Click to See Complete Forum and Search --> : Removing duplicate items from a list?


Fryguy8
09-04-2004, 09:16 PM
I'm writing a link validator, and one of the requirements is for it to not check the same link 2x. I thought about this for a while, and I think the easiest way to do this is to add the URLs to a linked list, and then later on run a removeDupes function to do it's namesake.

First of all, if you have a better idea, I'm open to suggestions :)

So I implemented the linked list, works great, I can traverse the link and stuff fine, however my removeDupes is hacked together and not working, and I'm looking for some input to clean up the code:


public static void removeDupes(LinkedList urlList)
{
URL firstCompare, secondCompare;
int listSize = urlList.size();
ListIterator firstIterator = urlList.listIterator(0);
int counter = 0;
while (firstIterator.hasNext())
{
firstCompare = (URL) firstIterator.next();
counter++;
if (firstIterator.hasNext())
{
ListIterator secondIterator = urlList.listIterator(counter);
while (secondIterator.hasNext())
{
secondCompare = (URL) secondIterator.next();
if (firstCompare.sameFile(secondCompare))
secondIterator.remove();
}
}
}


Assume the comparisons are working correctly, and the List is properly generated (it is). The problem occurs when a duplicate actually gets removed. counter gets screwed up and I think it tries to traverse an item in the list that isn't there, here's the error:

Exception in thread "main" java.util.ConcurrentModificationException
at java.util.LinkedList$ListItr.checkForComodificatio n(Unknown Source)
at java.util.LinkedList$ListItr.next(Unknown Source)
at LinkValidator.removeDupes(LinkValidator.java:151)
at LinkValidator.main(LinkValidator.java:67)


If anyone has an easy fix for this, an easier way to write removeDupes, or a better data structure to use, I'm up for suggestions

bwkaz
09-04-2004, 09:37 PM
Collections almost always invalidate their iterators when you add or remove items from them. If you don't reinitialize the iterator, you'll get an exception thrown if you try to use it.

This is the case in Java (which I assume is the language you used, right?), the .Net Framework, C++'s STL (I think), and probably a few other languages, if the language in question has an "exception" concept.

The first alternate implementation that comes to mind is to add the URL that you're going to remove to another collection in your main loop, and then run through that collection later and remove all its items from the main collection. But it doesn't look like that will work, due to the way you're doing the removals, so never mind.

My second thought is to use a hashtable. Where your code adds the URL to the list now, have it instead insert it into the hashtable (use the String class's hash function, called on the URL's string, as the hash for your URLs). But before adding it, have your code check whether it's already there, and if so, have it do nothing.

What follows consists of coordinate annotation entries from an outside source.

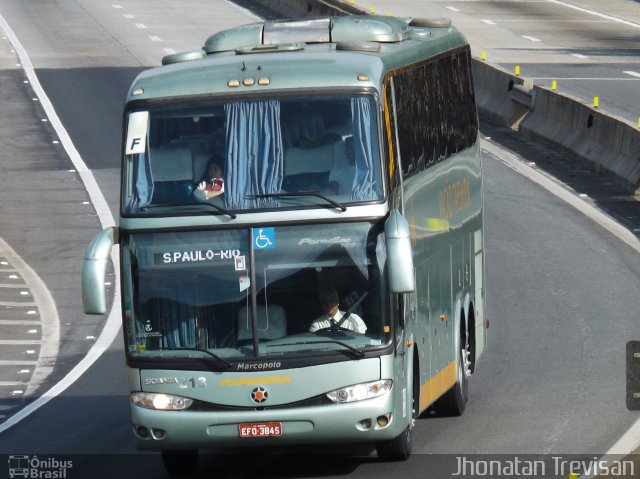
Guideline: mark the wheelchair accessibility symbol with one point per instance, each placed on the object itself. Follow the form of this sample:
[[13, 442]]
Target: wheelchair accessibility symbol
[[264, 238]]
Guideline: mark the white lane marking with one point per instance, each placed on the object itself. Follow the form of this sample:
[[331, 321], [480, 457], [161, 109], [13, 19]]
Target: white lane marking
[[583, 78], [18, 322], [597, 14], [565, 195], [631, 439], [112, 325]]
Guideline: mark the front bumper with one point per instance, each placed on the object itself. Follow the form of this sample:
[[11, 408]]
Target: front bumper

The "check whether it's already there" and the "insert it into the hashtable" operations are both O(1) in the normal case, so it's probably faster than your O(n^2) double-search routine to remove duplicates... ;)

thaddaeus
09-04-2004, 09:54 PM
Another way is to traverse one list, adding values to another list and skipping over duplicates.


....if (first != next)
add value to list2
}

Fryguy8
09-04-2004, 10:26 PM
the hashtable idea would work fine. For some reason when I was planning the implementation I was dead set on not having to extend standard Data Structure functions (I had to write them all from scratch last year in my Data Structures class, this year I am determined to use what is given to me by the java library). And for some reason, I thought I was going to have to override insert, when instead I can just check before I add.

Switching the code over shouldn't be overly hard either.

Thanks for the help.

and for the person who suggested just compare it to the next, the list isn't ordered in anyway.

thaddaeus
09-04-2004, 10:50 PM
What i ment was to grab a value from the list, compare it to the new list if it dosn't exist in the new list then add otherwise get the next value and so forth, i m,ay not have explained it well enough, i seem to do that a lot. sorry

mwinterberg
09-05-2004, 02:30 AM
http://java.sun.com/j2se/1.4.2/docs/api/java/util/HashSet.html
http://java.sun.com/j2se/1.4.2/docs/api/java/util/TreeSet.html
Either will suit you fine, though as bwkaz stated, the HashSet will have better performance on lookups and insertions than the TreeSet.